I've got rooms that hold sub-rooms that users can post to. I want to only show user-posts that are less than 24 hours old to my users.
For example :
Cats
kittens
users : 10
posts :
ksjdflkjaslkdjf
userUID : 123
postCaption : "I like kittens"
postTimestamp : 203940340930
So here, if a user went into the Cats room, into the subroom of kittens, and wanted to see posts that have been posted about kittens, I'd only want to return back the posts whose timestamp was less than 24 hours old.
Im not sure about is the most effective way to structure the database. The problem with the way it's set up now is that if there have been 10 million kitten posts, every time the user wants to load up posts firebase would have to go through each post and check the timestamp to see if it's valid or not.

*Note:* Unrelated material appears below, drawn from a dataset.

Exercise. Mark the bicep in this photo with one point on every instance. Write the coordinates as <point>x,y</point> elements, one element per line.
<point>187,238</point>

An alternative option might be :
Rooms:
Cats
kittens
users : 10
posts :
post1UID : 209384938942024234 //The value here would be the timestamp
post2UID : 309238942024234
Posts :
209384938942024234
userUID: 123
postCaption : "....."
postTimestamp : 209384938942024234
and I'd query for posts with only a valid timestamp and use the post UID to go grab the posts.
Any advice on the best way to do this before I get started?
Thanks in advance.
You could simply query the list of posts to only request the posts from the last 24 hours. While you can't enforce this with security rules, you can at least make your code do the right thing.
But it's quite wasteful: after your app has been live for more than 24 hours, you're querying data that you already know will never be matched.
To prevent this: in NoSQL databases such as Firebase, you often model your data for the specific use-cases of your app. So if you want your users to see a list of post from the last 24 hours, you should model your database to have a list of the posts from the last 24 hours.
You can do this in two ways:
Only keep the most recent 24 hours of posts for each room. So just delete the data that is older than 24 hours, e.g. when a new post is added, or with a cron-triggered Cloud Function. Alternatively you could move the older post to a separate node, or to a system like BigQuery, which is better suited to handling such historical data.
Keep your current structure, but add a secondary index: a list of post IDs for the last day's worth of posts. A simple way to do this is to keep the ID of each post as the key, and its timestamp as the value:
roomId1:
post1UID: timestamp
post2UID: timestamp
The differene with your approach (at least as far as I saw in my quick scan) is that the index would only have post of the most recent 24 hours, so you wouldn't have to query at all to read the posts (only to clean them up).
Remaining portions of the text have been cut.